To my concern, it's difficult to consider a lot of scuba instructors as professional when the qualifications for the job are so dismally low. I mean, a person can, literally, be teaching scuba with just a handful of classes and little to no practical experience. Would you trust your car to an auto mechanic who, six months earlier had never picked up a wrench or who perhaps hadn't actually driven one? Would you take skiing lessons from someone who was barely themselves out of the snowplow?
How professional is the scuba instructor who got his certification after spending several days at the quarry, doing multiple dives a day to get in the requisite 100 dives? How professional is the instructor who cannot even keep his own fins off the bottom, much less teach someone else how it's done? Or who has so little understanding of what he's supposed to be teaching that he has to rely on a little slate that he got from his agency? How professional is the instructor who anchors his students firmly to the bottom so they don't have to worry about actually DIVING while they're demonstrating mask clear and reg recovery?
I mean ... is it really all about the money? What say you? What do you see in an instructor that causes you to think of him or her as a dive professional?
... Bob (Grateful Diver)
I'm curious, Bob, if you used examples of instructors who most people would agree are probably highly inexperienced and/or incompetent to paint a picture of all instructors.
That in itself says a lot about your point of view but doesn't, in my opinion, reflect on the *majority* of instructors. It does, however, reflect on a minority of instructors that people almost universally have issues with.
The first question in my mind is how fair is it to paint all instructors with *this* brush. If you ask me. Not at all.
It does give us an opening to discuss the bar for "getting in" to this game if someone who achieves that minimum bar can be considered competent but by confusing these two issues (professionalism and the competence level of the lowest skilled among us), you've started out on a foot that's bound to create more confusion than anything else.
Having said that, I'll just speak for myself.
I'm not a professional dive instructor.
Yes I make money at it. I've been involved in training hundreds of people and if I do say so myself, my results are good. Can they improve? Yes. Will they improve? Yes? Every course I teach is a new opportunity for me to do it better than the last time.
Is that professionalism? I don't know and it doesn't matter to me. Maybe my day job affects my thinking about this somewhat, but I think the main measure of professionalism can be made by looking at two things
- the results (the student's skill level)
- the satisfaction of customer quality expectations
If you're teaching people what they need to know (standards, skill-mastery etc.) and you're teaching them to a bar that satisfies them with respect to cost, time, risk and quality and you're doing that with an attitude of integrity (doing what you believe is right), openness (keeping communication clear) and honesty (being realistic), then you're probably showing professionalism.

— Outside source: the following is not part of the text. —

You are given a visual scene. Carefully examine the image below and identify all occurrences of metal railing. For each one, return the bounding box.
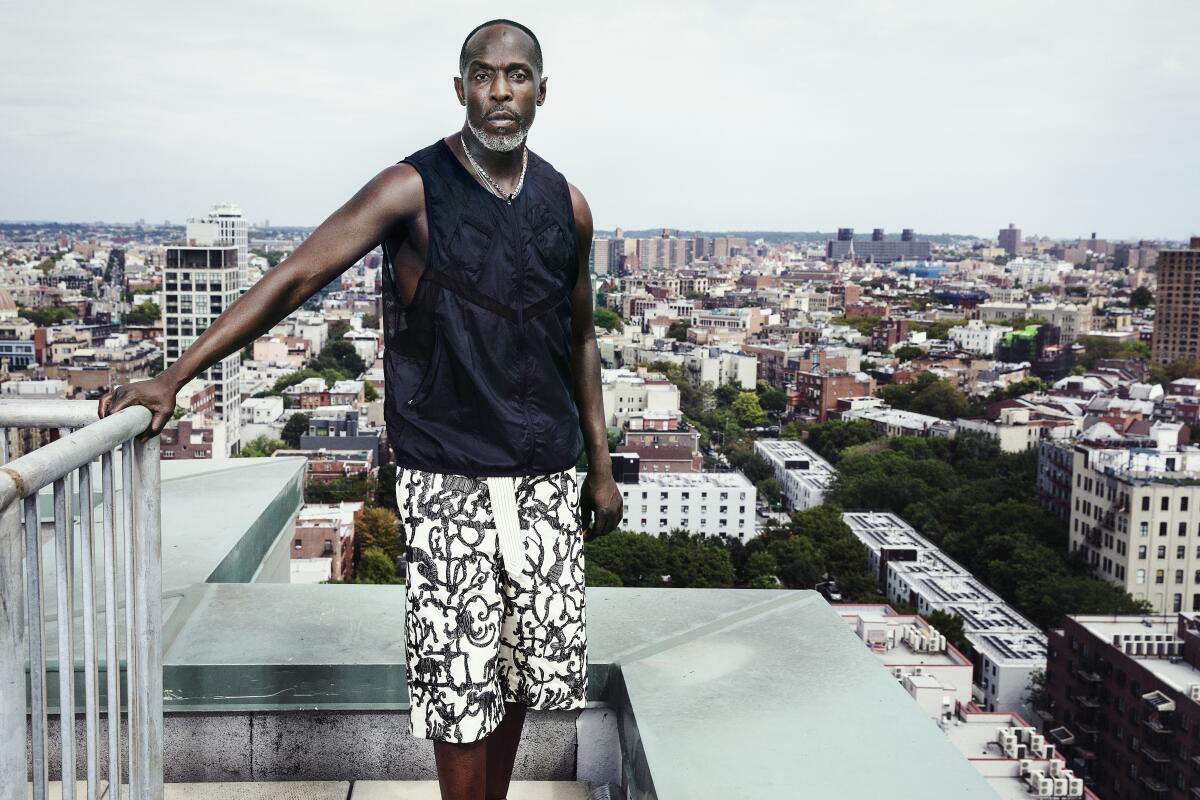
[0,401,163,800]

Where some instructors fail in professionalism, in my opinion, is to make it "about them". There are several examples I can think of, of instructors here on scubaboard who are so busy in their own heads and egos with what *they* want from *their* students that they would appear, to me at least, to have lost perspective on what their students want from them. Some might even go so far as to suggest that satisfying customer quality expectations shouldn't be a goal of instruction, but instead satisfying *instructor* quality expections, should be.
That's not quite the same as, for example, the NAUI approach of allowing instructors to embellish material by, to pick an example, giving students a thorough working knowledge of something relevant like gas-management.
Let's just say there's a fine line in some cases between embelishing material and flying off the rails when personal convictions get in the way of managing this process.
I guess in that way I see being an instructor for *recreational* diving is more like being a coach than being the superstar. The coach stands behind the student and brings out in the student what needs to come out. The superstar says "look at me" "be like me" "accept my ways without question" and only *then* will you be any good. (come to think of it, there's a whole agency built on this attitude). In the first case, if the student wants to become a good warm water diver then the instructor will focus on giving them the skills they need to become a good warm water diver. IN the second case, the instructor won't care what the student wants. The student will have to either drink the kool-aid or fail and then go find an instructor somewhere else who is willing to "coach" them.
So just tying this in with your post, Bob, it gives me some alarm bells when the only thing you really mention about instructors in your introduction are the instructors diving skills. Because you need "coaching" skills for the win.
I know what you're going to say.... "how can someone coach if they don't know how to play" and I think that's a valid concern but it isn't what you *said*. If you want to move the discussion in that (perhaps very productive) direction then this thread might lead somewhere other than into more PADI bashing.